Can an SDC urine detector tell the difference between urine and butt sweat? Or, is the simple answer that people who sweat should avoid SDCs to keep from getting charged?

Houston, Texas in the summertime. Gonna be a lot of downtime when cars have to go back for seat cleaning after each passenger. And a lot of pax mad about paying extra.

I suppose the answer there is BYO plastic seat covers.


----------



## Maven (Feb 9, 2017)

d0n said:


> Come on man...
> I know you are a hardcore advocate for self driving but you need to be realistic and read what you are linking.
> One is a magnet to measure weight caused to diapers by liquid, the other senses plain wetness.
> The feces link is anything but what you are looking to support your claim.
> ...


If you really insist on getting technical, back during the Vietnam War, US Army had equipment to "sniff" out biochemical markers unique to humans including urine, feces and sweat. It's O-L-D technology.


WeirdBob said:


> Can an SDC urine detector tell the difference between urine and butt sweat? Or, is the simple answer that people who sweat should avoid SDCs to keep from getting charged? Houston, Texas in the summertime. Gonna be a lot of downtime when cars have to go back for seat cleaning after each passenger. And a lot of pax mad about paying extra. I suppose the answer there is BYO plastic seat covers.

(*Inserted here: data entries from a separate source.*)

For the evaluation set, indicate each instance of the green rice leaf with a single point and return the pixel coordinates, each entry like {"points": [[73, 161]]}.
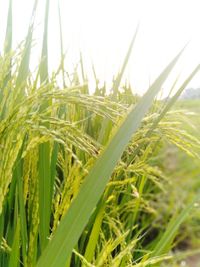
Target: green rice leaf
{"points": [[71, 226]]}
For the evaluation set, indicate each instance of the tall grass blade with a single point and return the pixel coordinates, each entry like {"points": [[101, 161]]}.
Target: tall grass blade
{"points": [[71, 226], [24, 64], [45, 184], [8, 37], [120, 75]]}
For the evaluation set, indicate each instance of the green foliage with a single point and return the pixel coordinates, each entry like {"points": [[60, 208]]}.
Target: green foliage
{"points": [[82, 183]]}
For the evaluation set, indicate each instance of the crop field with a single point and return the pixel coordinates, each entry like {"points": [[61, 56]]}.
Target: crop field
{"points": [[94, 179]]}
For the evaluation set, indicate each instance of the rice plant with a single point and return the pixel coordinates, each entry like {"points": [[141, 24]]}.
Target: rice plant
{"points": [[81, 181]]}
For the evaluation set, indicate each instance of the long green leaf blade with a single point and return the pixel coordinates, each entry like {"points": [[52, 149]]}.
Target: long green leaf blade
{"points": [[66, 236]]}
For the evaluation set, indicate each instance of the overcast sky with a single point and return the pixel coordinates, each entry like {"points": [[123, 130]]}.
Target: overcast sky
{"points": [[103, 29]]}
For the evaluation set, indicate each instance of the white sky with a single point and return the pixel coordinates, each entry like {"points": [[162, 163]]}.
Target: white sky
{"points": [[103, 29]]}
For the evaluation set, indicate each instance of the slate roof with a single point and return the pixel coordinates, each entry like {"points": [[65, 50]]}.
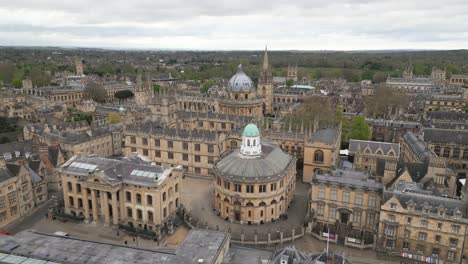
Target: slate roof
{"points": [[392, 123], [421, 198], [271, 164], [116, 170], [350, 178], [154, 128], [5, 174], [71, 250], [325, 135], [444, 136], [361, 145], [417, 146]]}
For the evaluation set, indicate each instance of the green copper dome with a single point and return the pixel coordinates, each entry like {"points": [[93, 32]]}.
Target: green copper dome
{"points": [[251, 130]]}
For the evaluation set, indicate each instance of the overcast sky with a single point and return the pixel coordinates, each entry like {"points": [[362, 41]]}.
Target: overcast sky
{"points": [[236, 24]]}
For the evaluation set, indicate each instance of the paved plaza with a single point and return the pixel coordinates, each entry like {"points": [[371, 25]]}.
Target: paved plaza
{"points": [[199, 204]]}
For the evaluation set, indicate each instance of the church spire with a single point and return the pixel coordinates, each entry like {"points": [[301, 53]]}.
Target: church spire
{"points": [[266, 64]]}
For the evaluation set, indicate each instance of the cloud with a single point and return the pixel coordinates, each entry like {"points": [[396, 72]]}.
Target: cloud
{"points": [[240, 24]]}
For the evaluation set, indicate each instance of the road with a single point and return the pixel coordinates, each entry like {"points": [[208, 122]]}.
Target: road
{"points": [[29, 220]]}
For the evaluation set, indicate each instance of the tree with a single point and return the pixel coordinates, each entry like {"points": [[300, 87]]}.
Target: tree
{"points": [[156, 88], [124, 94], [207, 85], [114, 118], [95, 92], [359, 129], [379, 77]]}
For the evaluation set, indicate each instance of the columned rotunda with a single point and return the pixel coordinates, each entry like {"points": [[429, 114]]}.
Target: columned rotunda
{"points": [[254, 184]]}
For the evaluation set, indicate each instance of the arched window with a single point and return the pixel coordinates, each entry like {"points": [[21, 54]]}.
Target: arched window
{"points": [[437, 150], [318, 156]]}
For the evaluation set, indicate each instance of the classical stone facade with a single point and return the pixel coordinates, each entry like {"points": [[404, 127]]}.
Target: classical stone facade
{"points": [[420, 225], [128, 191], [21, 190], [255, 184], [367, 154], [321, 151], [101, 141], [346, 204], [391, 130], [195, 151]]}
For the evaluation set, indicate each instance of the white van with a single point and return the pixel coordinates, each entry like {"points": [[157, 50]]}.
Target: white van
{"points": [[60, 233]]}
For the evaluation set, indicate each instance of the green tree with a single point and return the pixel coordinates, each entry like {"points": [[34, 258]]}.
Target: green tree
{"points": [[114, 118], [95, 92], [359, 129], [379, 77], [124, 94], [207, 85]]}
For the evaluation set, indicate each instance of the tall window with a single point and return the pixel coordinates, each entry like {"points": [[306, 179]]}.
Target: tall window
{"points": [[321, 193], [318, 156], [346, 197], [357, 217], [320, 208], [332, 212], [358, 199]]}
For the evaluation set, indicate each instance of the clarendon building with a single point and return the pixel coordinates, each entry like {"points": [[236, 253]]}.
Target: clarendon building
{"points": [[129, 191], [420, 225], [344, 207], [254, 184]]}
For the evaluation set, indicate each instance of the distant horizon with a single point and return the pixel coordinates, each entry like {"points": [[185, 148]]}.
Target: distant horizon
{"points": [[209, 25], [222, 50]]}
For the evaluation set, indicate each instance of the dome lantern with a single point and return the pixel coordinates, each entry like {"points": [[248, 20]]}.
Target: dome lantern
{"points": [[251, 145]]}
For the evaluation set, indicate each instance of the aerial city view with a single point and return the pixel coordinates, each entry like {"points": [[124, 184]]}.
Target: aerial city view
{"points": [[234, 132]]}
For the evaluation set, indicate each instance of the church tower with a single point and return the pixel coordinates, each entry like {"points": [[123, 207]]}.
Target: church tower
{"points": [[408, 72], [265, 84], [79, 67], [143, 90], [292, 73]]}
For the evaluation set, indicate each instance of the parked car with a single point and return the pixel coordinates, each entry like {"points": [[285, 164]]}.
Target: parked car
{"points": [[60, 233]]}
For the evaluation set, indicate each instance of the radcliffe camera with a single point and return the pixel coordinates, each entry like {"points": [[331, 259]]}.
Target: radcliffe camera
{"points": [[234, 132]]}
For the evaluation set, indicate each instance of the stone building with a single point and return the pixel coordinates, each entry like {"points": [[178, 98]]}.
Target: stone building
{"points": [[451, 144], [265, 84], [367, 154], [458, 79], [242, 97], [196, 151], [444, 102], [292, 73], [321, 151], [391, 130], [21, 189], [128, 191], [420, 225], [100, 141], [255, 184], [345, 206]]}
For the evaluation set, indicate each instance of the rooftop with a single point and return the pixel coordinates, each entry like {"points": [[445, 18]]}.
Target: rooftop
{"points": [[199, 244], [271, 164], [129, 170]]}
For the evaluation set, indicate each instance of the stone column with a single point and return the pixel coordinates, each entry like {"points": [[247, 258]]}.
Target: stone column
{"points": [[94, 203], [86, 204], [105, 207], [115, 211]]}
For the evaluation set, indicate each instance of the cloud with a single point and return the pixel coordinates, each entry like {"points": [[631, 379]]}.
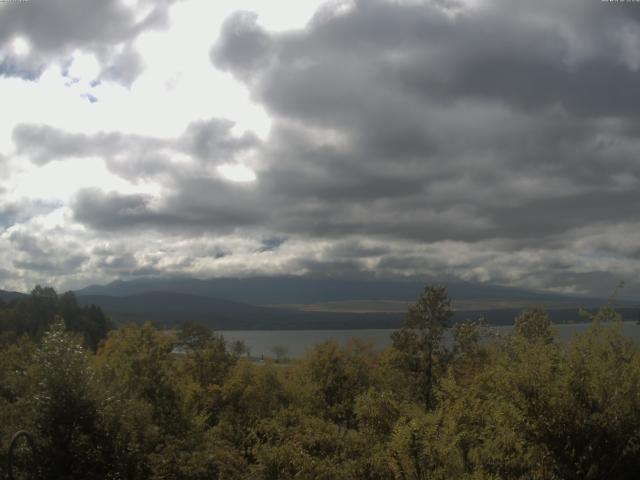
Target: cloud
{"points": [[494, 141], [55, 29]]}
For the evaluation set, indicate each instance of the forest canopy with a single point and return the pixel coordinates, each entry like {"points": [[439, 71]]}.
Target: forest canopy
{"points": [[142, 403]]}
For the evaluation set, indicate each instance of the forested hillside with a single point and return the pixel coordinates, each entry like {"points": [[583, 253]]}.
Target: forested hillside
{"points": [[525, 406]]}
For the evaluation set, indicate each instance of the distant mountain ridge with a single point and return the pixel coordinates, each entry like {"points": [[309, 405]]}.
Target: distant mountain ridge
{"points": [[170, 308], [301, 290], [7, 295]]}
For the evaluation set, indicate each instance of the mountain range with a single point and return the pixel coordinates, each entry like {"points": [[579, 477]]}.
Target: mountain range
{"points": [[289, 302]]}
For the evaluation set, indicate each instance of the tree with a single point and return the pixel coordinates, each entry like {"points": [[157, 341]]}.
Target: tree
{"points": [[419, 342]]}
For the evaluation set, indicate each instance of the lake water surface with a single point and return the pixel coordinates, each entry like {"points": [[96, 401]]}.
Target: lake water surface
{"points": [[298, 342]]}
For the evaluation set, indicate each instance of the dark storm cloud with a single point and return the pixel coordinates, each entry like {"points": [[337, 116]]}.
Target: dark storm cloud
{"points": [[55, 28], [499, 122], [491, 143]]}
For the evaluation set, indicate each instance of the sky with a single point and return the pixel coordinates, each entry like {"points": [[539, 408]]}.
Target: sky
{"points": [[488, 141]]}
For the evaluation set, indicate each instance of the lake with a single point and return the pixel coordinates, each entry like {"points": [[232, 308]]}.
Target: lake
{"points": [[298, 342]]}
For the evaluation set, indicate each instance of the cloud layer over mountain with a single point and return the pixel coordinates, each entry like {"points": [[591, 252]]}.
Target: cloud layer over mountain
{"points": [[490, 140]]}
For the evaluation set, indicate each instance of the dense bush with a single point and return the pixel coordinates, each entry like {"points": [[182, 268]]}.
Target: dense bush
{"points": [[152, 404]]}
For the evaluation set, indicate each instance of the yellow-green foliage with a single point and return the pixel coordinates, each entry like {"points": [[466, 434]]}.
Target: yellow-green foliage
{"points": [[154, 405]]}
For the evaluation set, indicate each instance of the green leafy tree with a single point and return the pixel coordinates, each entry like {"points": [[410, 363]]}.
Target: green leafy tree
{"points": [[419, 342]]}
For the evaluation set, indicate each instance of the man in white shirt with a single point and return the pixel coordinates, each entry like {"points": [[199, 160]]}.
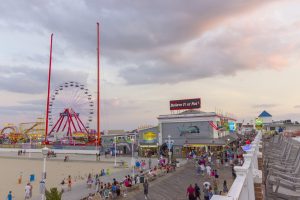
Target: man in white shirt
{"points": [[27, 191]]}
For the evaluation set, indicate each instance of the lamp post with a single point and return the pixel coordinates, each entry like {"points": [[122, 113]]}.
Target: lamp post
{"points": [[132, 158], [115, 140], [157, 144], [169, 147], [45, 153]]}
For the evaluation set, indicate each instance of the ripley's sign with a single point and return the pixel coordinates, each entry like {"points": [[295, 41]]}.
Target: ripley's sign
{"points": [[185, 104]]}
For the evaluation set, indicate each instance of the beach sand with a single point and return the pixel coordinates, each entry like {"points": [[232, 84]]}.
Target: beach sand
{"points": [[12, 168]]}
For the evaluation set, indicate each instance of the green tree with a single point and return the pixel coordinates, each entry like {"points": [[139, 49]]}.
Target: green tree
{"points": [[53, 194]]}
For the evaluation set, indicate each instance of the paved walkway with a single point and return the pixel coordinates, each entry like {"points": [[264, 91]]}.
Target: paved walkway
{"points": [[173, 186], [80, 190]]}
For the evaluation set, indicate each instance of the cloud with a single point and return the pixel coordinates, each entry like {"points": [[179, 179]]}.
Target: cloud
{"points": [[263, 106], [33, 80], [148, 41]]}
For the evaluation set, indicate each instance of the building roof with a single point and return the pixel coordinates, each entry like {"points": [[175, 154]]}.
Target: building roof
{"points": [[265, 114], [191, 112]]}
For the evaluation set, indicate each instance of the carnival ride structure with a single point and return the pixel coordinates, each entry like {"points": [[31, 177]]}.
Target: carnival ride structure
{"points": [[71, 111], [24, 132]]}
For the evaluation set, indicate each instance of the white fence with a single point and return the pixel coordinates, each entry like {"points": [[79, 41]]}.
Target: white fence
{"points": [[248, 174]]}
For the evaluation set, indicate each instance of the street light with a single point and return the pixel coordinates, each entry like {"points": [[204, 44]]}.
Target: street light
{"points": [[115, 140], [169, 147], [157, 144], [132, 159], [45, 151]]}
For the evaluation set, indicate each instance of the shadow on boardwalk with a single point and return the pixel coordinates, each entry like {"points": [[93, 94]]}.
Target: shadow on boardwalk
{"points": [[174, 185]]}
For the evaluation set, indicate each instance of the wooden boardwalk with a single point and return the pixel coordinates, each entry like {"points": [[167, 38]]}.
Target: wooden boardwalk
{"points": [[173, 186]]}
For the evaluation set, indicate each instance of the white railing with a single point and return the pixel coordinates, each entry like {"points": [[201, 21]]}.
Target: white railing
{"points": [[247, 174]]}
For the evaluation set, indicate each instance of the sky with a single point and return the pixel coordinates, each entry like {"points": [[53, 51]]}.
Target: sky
{"points": [[240, 57]]}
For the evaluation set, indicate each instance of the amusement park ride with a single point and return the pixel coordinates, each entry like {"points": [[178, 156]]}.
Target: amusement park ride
{"points": [[69, 113], [33, 131]]}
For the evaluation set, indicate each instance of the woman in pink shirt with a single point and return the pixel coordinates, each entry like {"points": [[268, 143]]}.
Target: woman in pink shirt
{"points": [[190, 192]]}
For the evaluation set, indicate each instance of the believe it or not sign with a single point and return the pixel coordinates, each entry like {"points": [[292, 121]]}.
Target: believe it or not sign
{"points": [[185, 104]]}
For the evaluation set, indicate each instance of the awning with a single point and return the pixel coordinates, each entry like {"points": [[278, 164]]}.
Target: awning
{"points": [[148, 146], [200, 145]]}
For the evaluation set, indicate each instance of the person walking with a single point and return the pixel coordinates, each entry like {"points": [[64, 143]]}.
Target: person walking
{"points": [[190, 192], [206, 190], [197, 192], [9, 196], [146, 188], [150, 162], [225, 188], [216, 189], [69, 183], [27, 191]]}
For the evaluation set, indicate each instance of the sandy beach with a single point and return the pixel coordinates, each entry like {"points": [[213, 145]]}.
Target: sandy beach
{"points": [[12, 168]]}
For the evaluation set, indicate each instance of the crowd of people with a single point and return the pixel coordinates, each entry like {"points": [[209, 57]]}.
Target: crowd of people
{"points": [[119, 188], [208, 163]]}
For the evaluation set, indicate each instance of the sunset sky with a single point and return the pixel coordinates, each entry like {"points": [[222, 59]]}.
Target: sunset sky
{"points": [[239, 56]]}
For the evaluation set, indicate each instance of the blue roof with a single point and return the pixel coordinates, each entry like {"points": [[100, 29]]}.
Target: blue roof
{"points": [[265, 114]]}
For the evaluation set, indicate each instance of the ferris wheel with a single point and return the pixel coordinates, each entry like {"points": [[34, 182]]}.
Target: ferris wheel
{"points": [[73, 98]]}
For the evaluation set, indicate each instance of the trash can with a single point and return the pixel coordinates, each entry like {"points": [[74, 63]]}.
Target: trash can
{"points": [[142, 179]]}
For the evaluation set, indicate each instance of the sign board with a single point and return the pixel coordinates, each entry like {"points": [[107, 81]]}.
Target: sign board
{"points": [[150, 137], [185, 104]]}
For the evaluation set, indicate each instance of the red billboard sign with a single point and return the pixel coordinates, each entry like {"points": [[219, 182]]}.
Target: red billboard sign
{"points": [[185, 104]]}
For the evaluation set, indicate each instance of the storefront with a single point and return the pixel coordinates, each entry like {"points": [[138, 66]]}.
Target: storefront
{"points": [[148, 142], [196, 131]]}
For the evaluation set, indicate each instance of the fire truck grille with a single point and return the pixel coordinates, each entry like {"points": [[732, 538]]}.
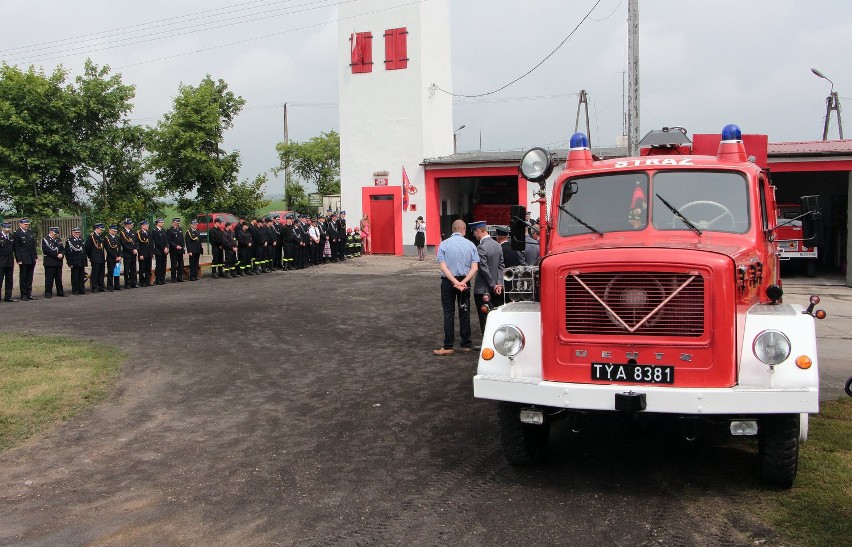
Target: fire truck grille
{"points": [[635, 303]]}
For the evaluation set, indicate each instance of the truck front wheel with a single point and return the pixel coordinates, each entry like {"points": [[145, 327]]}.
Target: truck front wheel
{"points": [[522, 444], [778, 449]]}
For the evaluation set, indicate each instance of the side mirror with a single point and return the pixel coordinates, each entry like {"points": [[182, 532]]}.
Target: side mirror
{"points": [[518, 227], [811, 217]]}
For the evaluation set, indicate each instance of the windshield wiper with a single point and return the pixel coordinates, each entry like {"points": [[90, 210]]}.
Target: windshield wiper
{"points": [[679, 215], [578, 219]]}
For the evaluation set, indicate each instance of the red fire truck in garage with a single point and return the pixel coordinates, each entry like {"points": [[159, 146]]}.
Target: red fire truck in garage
{"points": [[656, 295]]}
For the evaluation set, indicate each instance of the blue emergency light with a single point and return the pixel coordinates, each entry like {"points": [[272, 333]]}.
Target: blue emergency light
{"points": [[731, 132], [579, 140]]}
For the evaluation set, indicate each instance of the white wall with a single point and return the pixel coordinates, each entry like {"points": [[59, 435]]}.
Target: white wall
{"points": [[391, 118]]}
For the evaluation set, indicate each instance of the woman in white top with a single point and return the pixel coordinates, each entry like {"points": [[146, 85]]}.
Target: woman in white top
{"points": [[420, 238]]}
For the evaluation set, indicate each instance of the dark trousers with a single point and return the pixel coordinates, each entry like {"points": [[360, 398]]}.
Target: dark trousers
{"points": [[25, 279], [7, 276], [480, 303], [177, 266], [244, 258], [160, 269], [218, 259], [230, 261], [449, 297], [193, 265], [96, 278], [129, 271], [278, 256], [113, 281], [53, 276], [145, 272], [78, 275]]}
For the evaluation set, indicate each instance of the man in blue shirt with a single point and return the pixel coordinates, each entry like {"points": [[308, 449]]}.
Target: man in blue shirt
{"points": [[459, 262]]}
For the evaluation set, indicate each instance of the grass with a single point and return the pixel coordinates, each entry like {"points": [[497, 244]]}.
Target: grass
{"points": [[48, 379], [818, 509]]}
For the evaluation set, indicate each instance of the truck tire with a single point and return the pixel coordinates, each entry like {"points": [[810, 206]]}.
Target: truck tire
{"points": [[522, 444], [778, 449]]}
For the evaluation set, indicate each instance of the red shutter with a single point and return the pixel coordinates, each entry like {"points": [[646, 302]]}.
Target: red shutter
{"points": [[367, 51], [390, 49], [396, 48], [402, 48], [361, 52]]}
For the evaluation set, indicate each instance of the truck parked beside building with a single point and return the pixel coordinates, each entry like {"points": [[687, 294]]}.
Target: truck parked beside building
{"points": [[656, 295]]}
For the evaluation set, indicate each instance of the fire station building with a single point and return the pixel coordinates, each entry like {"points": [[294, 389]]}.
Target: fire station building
{"points": [[397, 158]]}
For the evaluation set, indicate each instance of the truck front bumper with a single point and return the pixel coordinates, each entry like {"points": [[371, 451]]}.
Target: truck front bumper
{"points": [[667, 400]]}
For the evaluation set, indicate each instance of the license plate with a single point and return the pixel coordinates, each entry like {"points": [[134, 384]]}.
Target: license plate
{"points": [[645, 374]]}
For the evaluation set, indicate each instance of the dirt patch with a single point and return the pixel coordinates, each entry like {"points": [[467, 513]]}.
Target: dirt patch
{"points": [[305, 408]]}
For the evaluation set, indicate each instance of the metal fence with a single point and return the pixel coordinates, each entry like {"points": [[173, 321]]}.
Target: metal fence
{"points": [[41, 225]]}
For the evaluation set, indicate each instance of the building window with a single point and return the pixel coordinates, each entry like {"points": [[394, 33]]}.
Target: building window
{"points": [[396, 48], [361, 47]]}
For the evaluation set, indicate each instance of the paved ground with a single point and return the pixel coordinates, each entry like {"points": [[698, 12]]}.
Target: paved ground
{"points": [[304, 409]]}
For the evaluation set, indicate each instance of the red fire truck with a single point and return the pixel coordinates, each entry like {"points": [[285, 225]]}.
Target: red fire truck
{"points": [[656, 296], [789, 237]]}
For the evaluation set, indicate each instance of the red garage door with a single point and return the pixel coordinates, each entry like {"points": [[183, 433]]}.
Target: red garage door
{"points": [[382, 224]]}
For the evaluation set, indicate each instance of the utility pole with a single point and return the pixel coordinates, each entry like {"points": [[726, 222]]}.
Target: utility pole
{"points": [[287, 166], [583, 101], [633, 77]]}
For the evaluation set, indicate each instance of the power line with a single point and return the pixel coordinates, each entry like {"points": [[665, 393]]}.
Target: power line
{"points": [[530, 71], [238, 42], [152, 24], [173, 33]]}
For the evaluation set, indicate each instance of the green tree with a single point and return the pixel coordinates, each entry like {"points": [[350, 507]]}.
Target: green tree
{"points": [[187, 157], [245, 198], [316, 161], [111, 149], [38, 147], [295, 198]]}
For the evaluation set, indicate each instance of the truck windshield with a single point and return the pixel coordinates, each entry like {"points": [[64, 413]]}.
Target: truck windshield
{"points": [[608, 203], [713, 201]]}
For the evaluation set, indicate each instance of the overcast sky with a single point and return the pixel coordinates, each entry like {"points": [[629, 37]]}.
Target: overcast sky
{"points": [[703, 63]]}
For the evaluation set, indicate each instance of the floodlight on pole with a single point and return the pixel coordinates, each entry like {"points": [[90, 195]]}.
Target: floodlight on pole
{"points": [[832, 103]]}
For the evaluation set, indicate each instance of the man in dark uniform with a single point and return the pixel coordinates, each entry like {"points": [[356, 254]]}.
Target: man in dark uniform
{"points": [[333, 236], [229, 248], [54, 253], [75, 255], [257, 243], [244, 244], [289, 242], [112, 245], [95, 251], [129, 251], [341, 230], [177, 246], [7, 259], [278, 255], [217, 247], [145, 248], [272, 235], [26, 257], [511, 257], [160, 240], [489, 277], [193, 249]]}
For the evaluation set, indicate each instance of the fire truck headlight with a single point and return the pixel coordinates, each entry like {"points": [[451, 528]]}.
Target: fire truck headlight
{"points": [[536, 165], [771, 346], [508, 340]]}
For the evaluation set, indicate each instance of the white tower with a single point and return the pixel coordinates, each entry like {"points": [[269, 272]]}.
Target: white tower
{"points": [[391, 53]]}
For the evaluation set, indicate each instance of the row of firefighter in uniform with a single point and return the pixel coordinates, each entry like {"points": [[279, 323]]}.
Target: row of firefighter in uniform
{"points": [[253, 247], [261, 245]]}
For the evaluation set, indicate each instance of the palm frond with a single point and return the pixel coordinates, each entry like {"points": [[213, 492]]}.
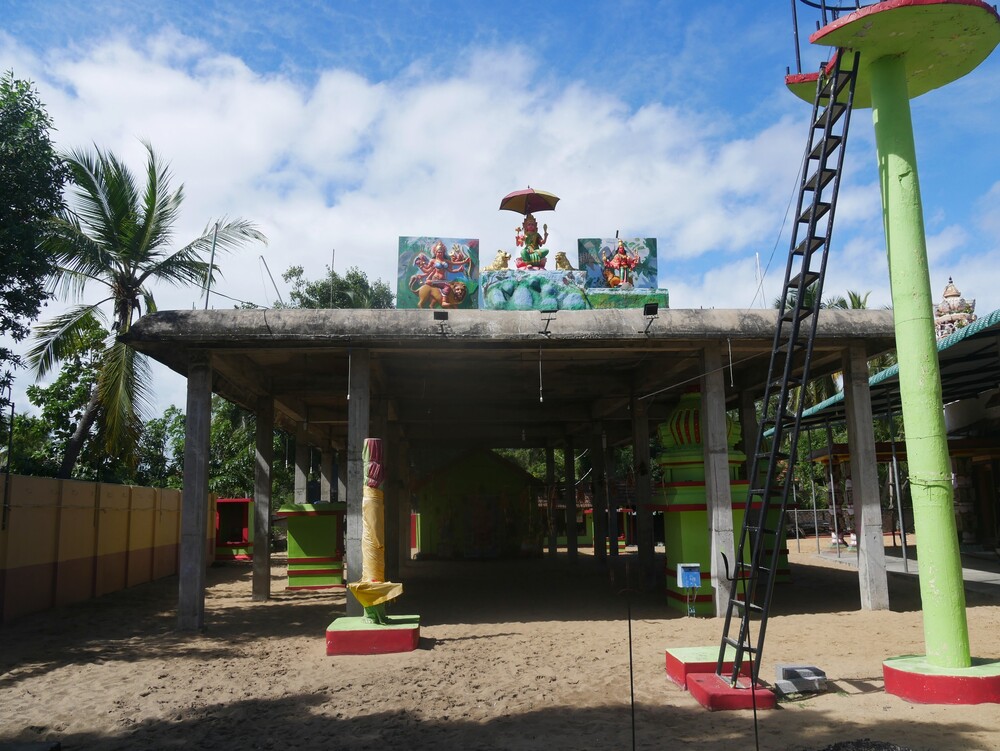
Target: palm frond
{"points": [[159, 210], [123, 388], [187, 264], [55, 339]]}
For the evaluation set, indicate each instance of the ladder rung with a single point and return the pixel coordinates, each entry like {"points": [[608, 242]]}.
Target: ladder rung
{"points": [[744, 605], [808, 276], [820, 180], [810, 244], [791, 315], [817, 210], [766, 455], [831, 114], [826, 146], [791, 346]]}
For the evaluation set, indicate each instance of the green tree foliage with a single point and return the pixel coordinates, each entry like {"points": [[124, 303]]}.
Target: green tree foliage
{"points": [[119, 238], [31, 180], [353, 290], [161, 451]]}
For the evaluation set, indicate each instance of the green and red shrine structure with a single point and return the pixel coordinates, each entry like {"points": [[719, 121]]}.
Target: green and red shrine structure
{"points": [[907, 48]]}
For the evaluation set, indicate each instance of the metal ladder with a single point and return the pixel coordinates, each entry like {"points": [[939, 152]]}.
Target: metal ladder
{"points": [[801, 294]]}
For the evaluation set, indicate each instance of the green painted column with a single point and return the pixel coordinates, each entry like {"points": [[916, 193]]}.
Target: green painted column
{"points": [[946, 633]]}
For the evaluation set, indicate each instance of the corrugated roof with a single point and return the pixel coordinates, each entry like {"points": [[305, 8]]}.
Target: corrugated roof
{"points": [[969, 361]]}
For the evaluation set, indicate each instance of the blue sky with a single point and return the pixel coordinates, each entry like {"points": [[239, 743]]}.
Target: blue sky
{"points": [[343, 125]]}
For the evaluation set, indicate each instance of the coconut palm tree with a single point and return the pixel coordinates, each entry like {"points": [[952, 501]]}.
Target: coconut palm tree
{"points": [[118, 236]]}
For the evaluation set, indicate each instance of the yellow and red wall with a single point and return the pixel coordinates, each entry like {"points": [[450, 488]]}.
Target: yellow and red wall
{"points": [[65, 541]]}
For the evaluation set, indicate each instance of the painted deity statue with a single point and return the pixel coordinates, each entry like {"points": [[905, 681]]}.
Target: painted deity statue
{"points": [[528, 238], [618, 265], [432, 284]]}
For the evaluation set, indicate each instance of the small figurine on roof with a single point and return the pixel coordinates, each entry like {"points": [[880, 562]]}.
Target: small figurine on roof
{"points": [[619, 264], [528, 238]]}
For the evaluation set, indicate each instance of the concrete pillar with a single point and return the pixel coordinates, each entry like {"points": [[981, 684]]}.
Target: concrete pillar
{"points": [[718, 494], [302, 454], [391, 497], [569, 469], [262, 499], [326, 475], [404, 509], [613, 500], [749, 427], [864, 481], [194, 498], [550, 484], [599, 476], [358, 406], [942, 592], [341, 468], [643, 493]]}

Butt-sweat is an interesting problem. We may need to resort to something really revolutionary .. like .. maybe .. air conditioning.  If that does not work the people may just have to deal. I've been in taxis that were pretty rank.


----------



## d0n (Oct 16, 2016)

Maven said:


> f you want to get creative then surreptitiously deposit a tear-gas canister in the SDC, set to release 5 minutes after the first passenger enters, at least two hours after you leave the SDC. That way its origin is more difficult to determine. Hope you didn't leave any fingerprints or DNA on the canister.


See, now you are getting the idea.

The human mind is very creative, terrorists leaving mustard gas? what?



Maven said:


> If you really insist on getting technical, back during the Vietnam War, US Army had equipment to "sniff" out biochemical markers unique to humans including urine, feces and sweat.


Of course they did.

https://en.wikipedia.org/wiki/People_sniffer

Done by humans.

And to top it all, the compounds used for reaction to detect such cases are acidic, made to be carefully handled by humans, imagine an automated system using such things on a sit, you are going to put chaps on people's pants and maybe cause irritation not to mention the sit will have holes.

Coming up with a detection system accurate enough is going to cost them half of what they are spending on self driving research.

I guess they could use materials that are acid resistant and once found taken to the cleaning facility, just be careful with sweat and odor, still you can't catch someone squatting behind the front sit, taking a crap and kicking it under the sit.

I would imagine an entire system that sprays the entire backside, a big glass stopping the spray from entering the front (watch out for the tech on the drivers sit) but what happens if someone sits on the front sit?

I can't imagine the cost of that after every ride, they are better off paying people to clean the car after every ride.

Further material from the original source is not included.